Sento il bisogno di parlarti adesso più che mai. Ritengo che possa esserci tra di noi un dialogo sincero.

Tu che doni aria e nello stesso istante la respiri via.

Tutto è fatto di te: le vite, le occasioni, i momenti, i ricordi, le ferite, i gesti, gli incubi, i sogni… Nulla ti sfugge. Dai corpo a ogni cosa seppur priva di corpo. Dai peso perfino alla leggerezza. Dai un ritmo alle esistenze di tutti e ciascuno deve fare i conti con te nel bene e nel male.

Sei un giudice calcolatore che considera ogni essere alla pari e che agisce con coerenza, equità e senza eccezione.

Eppure oggi tu riposi e lasci il mondo in attesa.

Dormi come in un inesorabile letargo.

Mentre noi siamo chiusi nelle nostre “stanze tutte per noi” che ci privano della tangibilità del cielo, di vivere il passare delle ore, di respirare le albe di “domani è un altro giorno”, di rinascere dopo ogni notte… tu taci. E io sento il buio di questo silenzio, una voragine senza fine.

È da troppi giorni ormai che giro clessidre pesando l’assenza.

Ti cerco senza successo.

 

IL TEMPO DURANTE LA QUARANTENA

Le lancette cadono inesorabili: apro gli occhi in attesa di richiuderli quando sentirò la fatica del vuoto apparente. Rispondo ai miei bisogni primari riempiendo la tua mancanza con un agire incontaminato.

È da quasi trenta giorni che non vedo la luna, caro Tempo.

Sembra un’eternità che non seguo i cambiamenti della mia amica ombra per strada mentre mi accompagna col passare del giorno. Vedi, senza di te sono persa… e ti ho perso.

Parlo di eternità ma non so cosa questa parola adesso voglia dire. Ma senza lasciarci né alla mitologia del passato né alla brama di un futuro invisibile, mi chiedo:

Che cosa significa oggi la stessa parola “oggi”?

Che cos’è il nostro “domani”?

Dov’è il nostro “presente”?

Mi sento cieca.

Di questo mi scopro sofferente seppur le mie mani siano purissime.
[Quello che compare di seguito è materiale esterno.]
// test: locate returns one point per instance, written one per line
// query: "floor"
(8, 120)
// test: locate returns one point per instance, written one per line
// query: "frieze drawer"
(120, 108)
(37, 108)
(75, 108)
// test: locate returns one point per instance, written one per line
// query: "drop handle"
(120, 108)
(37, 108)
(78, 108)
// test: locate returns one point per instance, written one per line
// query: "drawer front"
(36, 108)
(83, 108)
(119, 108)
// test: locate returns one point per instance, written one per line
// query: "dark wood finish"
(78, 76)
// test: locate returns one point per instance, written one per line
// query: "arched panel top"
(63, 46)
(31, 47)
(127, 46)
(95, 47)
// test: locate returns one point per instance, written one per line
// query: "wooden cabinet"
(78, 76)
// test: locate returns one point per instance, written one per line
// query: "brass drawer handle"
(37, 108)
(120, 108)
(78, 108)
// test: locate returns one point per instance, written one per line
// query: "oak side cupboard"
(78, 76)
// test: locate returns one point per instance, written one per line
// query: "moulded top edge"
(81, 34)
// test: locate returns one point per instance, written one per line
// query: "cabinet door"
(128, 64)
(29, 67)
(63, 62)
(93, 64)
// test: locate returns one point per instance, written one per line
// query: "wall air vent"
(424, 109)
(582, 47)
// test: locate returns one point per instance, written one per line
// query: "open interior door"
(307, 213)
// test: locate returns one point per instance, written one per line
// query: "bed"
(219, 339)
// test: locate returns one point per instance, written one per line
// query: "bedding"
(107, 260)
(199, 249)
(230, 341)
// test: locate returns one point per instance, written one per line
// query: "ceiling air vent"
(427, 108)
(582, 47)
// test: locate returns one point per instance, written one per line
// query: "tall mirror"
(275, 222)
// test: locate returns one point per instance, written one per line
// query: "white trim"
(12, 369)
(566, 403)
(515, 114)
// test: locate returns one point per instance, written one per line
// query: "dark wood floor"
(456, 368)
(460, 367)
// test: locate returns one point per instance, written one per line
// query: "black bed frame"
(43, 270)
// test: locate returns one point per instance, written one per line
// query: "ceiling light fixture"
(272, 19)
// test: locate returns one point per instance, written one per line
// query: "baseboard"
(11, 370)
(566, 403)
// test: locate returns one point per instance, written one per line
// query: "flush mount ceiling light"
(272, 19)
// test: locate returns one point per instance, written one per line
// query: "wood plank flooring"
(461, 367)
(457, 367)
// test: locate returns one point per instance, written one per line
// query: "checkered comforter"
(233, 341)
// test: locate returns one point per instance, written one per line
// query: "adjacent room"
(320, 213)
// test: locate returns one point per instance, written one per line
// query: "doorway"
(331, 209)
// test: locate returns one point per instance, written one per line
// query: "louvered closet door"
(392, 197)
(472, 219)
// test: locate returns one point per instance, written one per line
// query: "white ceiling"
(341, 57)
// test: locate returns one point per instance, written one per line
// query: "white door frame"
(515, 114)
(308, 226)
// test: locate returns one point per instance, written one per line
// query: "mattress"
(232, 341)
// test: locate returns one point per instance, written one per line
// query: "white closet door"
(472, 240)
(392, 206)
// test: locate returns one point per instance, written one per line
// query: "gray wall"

Mentre apparentemente i miei occhi stanno vivendo troppo, vedendo troppo e anziché godere del nutrimento anche loro si sentono persi.

Nel mondo virtuale, che è attualmente il “nostro” spazio più concreto, ci si diverte condividendo foto di tanti anni fa “accettando le sfide” o momenti imbarazzanti “until tomorrow” ma nessuno sa che cosa realmente sarà quel “fino a domani”.  Mentiamo a noi stessi raccontandoci di aver “guadagnato” del tempo ma è solo un’illusione.

Tu non ti puoi donare perché sei lontano, altrove.

Noi non possiamo riceverti perché non c’è mai stato possibile averti a comando e a nostro bisogno. Noi possiamo soltanto imparare a vivere senza di te, il tuo controllo, il tuo essere vigile.

Per quanto mi riguarda sono sempre stata sola. Una solitudine scelta che mi ha permesso un’esistenza fatta di felice equilibrio e serena follia. E malgrado oggi si debba pagare il prezzo di vita di una solitudine imposta, mi sento fortunata perché sto bene, i miei cari stanno bene e riesco a vivere con Arte in libertà anche in questo confine… Ho imparato a seguire questo nuovo ciclo cucendolo su di me malgrado tutto e malgrado te.

Perché se c’è una cosa che mi manca sei tu.

Tra le tante letture di questi giorni, spero mi capiterà presto una favola in cui si racconti che Tempo colpito da un sonno senza fine viene svegliato dal bacio di un cavaliere… e “vissero tutti felici e contenti”.

Sa un po’ di “andrà tutto bene” ma non toglietemi i sogni.